Use of shrecc
This notebook guides you through the various steps needed to create spatially- and regionally-specific consumption electricity mixes. These mixes are written directly in a dedicated brightway database, ready to be used in your own LCA project.
import bw2data as bd
import bw2io as bi
import pandas as pd
from shrecc.database import create_database, filt_cutoff
from shrecc.download import get_data
from shrecc.treatment import data_processing
Prepare your data
Do this in case you want to download data for any other year than the default year in the shrecc_data repository, or if you simply want to recalculate it on your own.
First, run function get_data().

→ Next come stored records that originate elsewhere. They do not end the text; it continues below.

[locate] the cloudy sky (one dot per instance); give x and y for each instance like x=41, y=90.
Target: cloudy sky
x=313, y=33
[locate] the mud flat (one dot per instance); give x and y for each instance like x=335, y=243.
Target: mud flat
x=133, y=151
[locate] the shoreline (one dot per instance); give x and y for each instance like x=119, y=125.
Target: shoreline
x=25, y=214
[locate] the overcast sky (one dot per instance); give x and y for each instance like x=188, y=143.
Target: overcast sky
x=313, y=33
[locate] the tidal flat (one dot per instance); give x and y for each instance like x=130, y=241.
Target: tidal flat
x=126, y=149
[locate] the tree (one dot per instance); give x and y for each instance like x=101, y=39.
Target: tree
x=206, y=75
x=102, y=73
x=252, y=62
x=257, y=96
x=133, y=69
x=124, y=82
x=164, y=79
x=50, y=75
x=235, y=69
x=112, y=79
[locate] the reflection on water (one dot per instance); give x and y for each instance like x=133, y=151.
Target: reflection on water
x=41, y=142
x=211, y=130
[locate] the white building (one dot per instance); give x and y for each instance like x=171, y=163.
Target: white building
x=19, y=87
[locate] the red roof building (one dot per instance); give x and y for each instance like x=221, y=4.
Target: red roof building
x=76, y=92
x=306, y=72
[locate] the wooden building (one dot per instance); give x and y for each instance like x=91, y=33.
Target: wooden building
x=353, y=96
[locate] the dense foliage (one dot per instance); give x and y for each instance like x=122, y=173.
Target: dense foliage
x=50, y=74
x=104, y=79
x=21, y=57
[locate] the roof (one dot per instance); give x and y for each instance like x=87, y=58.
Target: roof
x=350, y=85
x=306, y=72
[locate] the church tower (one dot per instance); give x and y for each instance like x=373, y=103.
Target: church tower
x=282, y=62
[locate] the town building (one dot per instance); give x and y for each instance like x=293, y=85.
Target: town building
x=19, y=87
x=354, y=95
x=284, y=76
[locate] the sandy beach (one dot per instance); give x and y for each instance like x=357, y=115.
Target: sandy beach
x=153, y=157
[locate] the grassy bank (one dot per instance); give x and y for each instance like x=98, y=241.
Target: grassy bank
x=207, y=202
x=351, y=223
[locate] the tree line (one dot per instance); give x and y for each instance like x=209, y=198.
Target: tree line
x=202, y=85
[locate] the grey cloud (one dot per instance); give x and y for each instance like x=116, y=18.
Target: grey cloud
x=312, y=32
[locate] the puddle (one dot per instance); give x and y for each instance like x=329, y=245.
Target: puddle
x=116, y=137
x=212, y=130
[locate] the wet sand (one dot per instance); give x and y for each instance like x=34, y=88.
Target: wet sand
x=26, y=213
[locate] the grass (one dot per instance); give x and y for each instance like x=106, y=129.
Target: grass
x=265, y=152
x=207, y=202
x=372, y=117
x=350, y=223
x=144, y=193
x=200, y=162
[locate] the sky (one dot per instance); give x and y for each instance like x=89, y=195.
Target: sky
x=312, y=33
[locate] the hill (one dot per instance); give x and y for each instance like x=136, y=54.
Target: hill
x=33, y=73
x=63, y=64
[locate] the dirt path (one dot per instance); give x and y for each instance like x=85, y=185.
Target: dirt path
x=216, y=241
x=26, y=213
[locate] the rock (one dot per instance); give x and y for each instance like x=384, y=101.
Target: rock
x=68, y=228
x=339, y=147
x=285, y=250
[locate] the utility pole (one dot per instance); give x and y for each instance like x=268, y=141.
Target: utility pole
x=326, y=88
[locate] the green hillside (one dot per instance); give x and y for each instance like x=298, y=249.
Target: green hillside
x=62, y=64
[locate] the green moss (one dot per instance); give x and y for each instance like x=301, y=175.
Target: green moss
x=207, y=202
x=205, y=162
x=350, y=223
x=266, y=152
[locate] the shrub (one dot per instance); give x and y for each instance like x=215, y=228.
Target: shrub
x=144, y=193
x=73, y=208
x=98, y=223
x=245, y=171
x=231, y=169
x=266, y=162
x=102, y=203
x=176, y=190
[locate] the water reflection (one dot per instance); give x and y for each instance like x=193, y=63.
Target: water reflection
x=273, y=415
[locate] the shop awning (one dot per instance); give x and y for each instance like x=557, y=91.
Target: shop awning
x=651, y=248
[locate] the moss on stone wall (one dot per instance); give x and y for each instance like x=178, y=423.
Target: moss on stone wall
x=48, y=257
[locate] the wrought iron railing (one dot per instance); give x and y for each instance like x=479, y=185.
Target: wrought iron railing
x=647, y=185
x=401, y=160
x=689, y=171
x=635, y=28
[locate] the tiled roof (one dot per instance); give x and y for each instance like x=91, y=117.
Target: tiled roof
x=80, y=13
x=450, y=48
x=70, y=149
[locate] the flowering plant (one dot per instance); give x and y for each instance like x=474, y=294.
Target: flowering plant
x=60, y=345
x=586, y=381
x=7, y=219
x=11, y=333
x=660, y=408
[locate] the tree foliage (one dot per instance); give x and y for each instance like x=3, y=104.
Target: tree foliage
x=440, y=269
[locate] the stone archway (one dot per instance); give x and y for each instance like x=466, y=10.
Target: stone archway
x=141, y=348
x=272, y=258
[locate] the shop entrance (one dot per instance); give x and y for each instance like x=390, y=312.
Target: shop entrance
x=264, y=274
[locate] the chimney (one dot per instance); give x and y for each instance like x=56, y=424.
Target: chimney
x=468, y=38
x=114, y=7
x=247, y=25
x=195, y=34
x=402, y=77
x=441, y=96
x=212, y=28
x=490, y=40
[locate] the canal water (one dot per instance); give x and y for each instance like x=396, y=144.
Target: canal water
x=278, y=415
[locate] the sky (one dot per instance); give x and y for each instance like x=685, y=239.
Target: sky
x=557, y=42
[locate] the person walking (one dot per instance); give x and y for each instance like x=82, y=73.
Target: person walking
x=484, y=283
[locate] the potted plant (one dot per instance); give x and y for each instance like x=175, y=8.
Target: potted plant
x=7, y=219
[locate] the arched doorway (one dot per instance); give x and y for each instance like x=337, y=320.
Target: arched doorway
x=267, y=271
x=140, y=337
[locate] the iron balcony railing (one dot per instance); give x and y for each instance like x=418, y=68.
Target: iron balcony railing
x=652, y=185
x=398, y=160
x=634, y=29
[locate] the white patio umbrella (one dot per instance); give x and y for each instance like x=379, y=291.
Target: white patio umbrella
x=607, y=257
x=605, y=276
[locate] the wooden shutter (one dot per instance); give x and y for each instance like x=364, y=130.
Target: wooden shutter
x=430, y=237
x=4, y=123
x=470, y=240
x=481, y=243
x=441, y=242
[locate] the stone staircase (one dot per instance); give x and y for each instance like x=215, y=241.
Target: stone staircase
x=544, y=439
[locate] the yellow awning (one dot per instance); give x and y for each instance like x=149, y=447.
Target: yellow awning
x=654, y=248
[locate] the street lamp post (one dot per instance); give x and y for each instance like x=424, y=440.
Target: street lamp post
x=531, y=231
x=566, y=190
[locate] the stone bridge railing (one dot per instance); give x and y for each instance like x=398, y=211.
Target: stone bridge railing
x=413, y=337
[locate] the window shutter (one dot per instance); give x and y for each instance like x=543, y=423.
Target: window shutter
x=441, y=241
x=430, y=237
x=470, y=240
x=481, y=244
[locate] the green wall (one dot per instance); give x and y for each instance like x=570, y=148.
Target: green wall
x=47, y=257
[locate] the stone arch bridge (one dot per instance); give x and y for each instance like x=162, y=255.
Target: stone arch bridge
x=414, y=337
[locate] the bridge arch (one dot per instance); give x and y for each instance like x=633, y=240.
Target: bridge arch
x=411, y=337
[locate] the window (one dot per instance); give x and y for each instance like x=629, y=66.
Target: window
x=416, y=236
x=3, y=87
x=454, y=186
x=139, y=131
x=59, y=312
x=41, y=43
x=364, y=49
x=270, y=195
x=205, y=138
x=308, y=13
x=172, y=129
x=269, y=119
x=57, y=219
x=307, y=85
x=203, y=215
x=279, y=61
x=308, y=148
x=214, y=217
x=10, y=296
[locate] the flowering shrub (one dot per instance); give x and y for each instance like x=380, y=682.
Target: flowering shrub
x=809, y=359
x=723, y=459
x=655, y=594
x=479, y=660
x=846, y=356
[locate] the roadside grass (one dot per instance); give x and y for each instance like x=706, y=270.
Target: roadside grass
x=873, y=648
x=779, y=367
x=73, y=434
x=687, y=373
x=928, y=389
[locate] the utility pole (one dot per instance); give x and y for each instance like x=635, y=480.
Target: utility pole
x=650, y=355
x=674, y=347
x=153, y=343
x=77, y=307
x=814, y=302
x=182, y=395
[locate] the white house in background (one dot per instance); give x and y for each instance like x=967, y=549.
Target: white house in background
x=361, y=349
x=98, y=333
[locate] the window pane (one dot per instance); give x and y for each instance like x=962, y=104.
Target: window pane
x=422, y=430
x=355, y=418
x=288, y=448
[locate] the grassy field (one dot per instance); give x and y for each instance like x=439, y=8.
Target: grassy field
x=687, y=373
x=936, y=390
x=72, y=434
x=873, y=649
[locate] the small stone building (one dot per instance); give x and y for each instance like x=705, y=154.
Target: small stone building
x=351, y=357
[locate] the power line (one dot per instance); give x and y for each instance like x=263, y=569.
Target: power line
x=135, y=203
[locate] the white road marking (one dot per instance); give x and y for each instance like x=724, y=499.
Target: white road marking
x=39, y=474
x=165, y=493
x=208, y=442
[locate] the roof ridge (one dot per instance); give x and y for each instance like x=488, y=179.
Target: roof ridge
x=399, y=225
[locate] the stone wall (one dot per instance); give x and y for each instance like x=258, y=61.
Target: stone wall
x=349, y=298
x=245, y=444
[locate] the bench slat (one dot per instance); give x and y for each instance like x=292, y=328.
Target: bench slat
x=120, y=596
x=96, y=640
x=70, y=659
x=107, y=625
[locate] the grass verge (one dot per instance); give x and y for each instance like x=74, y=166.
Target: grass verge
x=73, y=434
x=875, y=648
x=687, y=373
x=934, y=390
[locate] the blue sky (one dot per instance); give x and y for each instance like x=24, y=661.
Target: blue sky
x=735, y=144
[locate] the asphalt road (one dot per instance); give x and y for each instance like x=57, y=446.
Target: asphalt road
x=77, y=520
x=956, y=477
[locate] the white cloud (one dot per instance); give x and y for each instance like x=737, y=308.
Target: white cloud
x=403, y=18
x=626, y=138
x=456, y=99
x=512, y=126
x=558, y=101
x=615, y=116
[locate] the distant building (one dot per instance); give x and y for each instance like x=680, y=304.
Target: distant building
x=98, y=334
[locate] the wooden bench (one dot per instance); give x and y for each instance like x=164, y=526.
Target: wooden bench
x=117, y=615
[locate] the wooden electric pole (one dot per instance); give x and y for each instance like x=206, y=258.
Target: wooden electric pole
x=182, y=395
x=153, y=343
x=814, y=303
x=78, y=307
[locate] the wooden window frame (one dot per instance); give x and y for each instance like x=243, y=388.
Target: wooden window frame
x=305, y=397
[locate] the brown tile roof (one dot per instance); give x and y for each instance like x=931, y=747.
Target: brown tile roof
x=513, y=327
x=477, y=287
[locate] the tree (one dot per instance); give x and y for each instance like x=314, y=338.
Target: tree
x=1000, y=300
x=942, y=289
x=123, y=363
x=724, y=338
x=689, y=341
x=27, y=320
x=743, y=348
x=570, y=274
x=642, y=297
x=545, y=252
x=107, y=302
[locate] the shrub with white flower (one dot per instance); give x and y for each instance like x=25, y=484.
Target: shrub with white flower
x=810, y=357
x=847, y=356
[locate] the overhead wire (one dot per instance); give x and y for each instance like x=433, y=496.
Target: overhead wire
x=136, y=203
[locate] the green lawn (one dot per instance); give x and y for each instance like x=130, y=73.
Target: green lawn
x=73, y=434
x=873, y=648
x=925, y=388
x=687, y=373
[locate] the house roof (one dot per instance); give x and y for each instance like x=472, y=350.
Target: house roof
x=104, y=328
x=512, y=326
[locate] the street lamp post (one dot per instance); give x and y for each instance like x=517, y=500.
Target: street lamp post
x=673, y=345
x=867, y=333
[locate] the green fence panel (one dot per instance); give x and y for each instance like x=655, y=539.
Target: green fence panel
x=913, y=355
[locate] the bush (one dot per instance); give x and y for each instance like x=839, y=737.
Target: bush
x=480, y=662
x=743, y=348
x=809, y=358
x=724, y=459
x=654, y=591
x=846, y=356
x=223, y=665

This will download all the electricity data for all countries for a selected year.
You have the option to download the data to
a specific location you want, by specifying it at the
path_to_datavariable. If you use the data download directly from the shrecc_data repository, please make sure you save it under a directory calleddata. shreec will take this as the root to look for the2022,2023, etc. directories.provide no location, and shrecc will download it to the package location
# Define here the path to data, and re-use it as necessary if you want to store the data in a specific location
PATH_TO_DATA = "data"
data = get_data(year=2024, path_to_data=PATH_TO_DATA)
# if no path given, shrecc will create a folder inside of shrecc/data and save the data there
Next, it’s time to treat the data. This part is very heavy due to matrix inversion, and is recommended to run on a server.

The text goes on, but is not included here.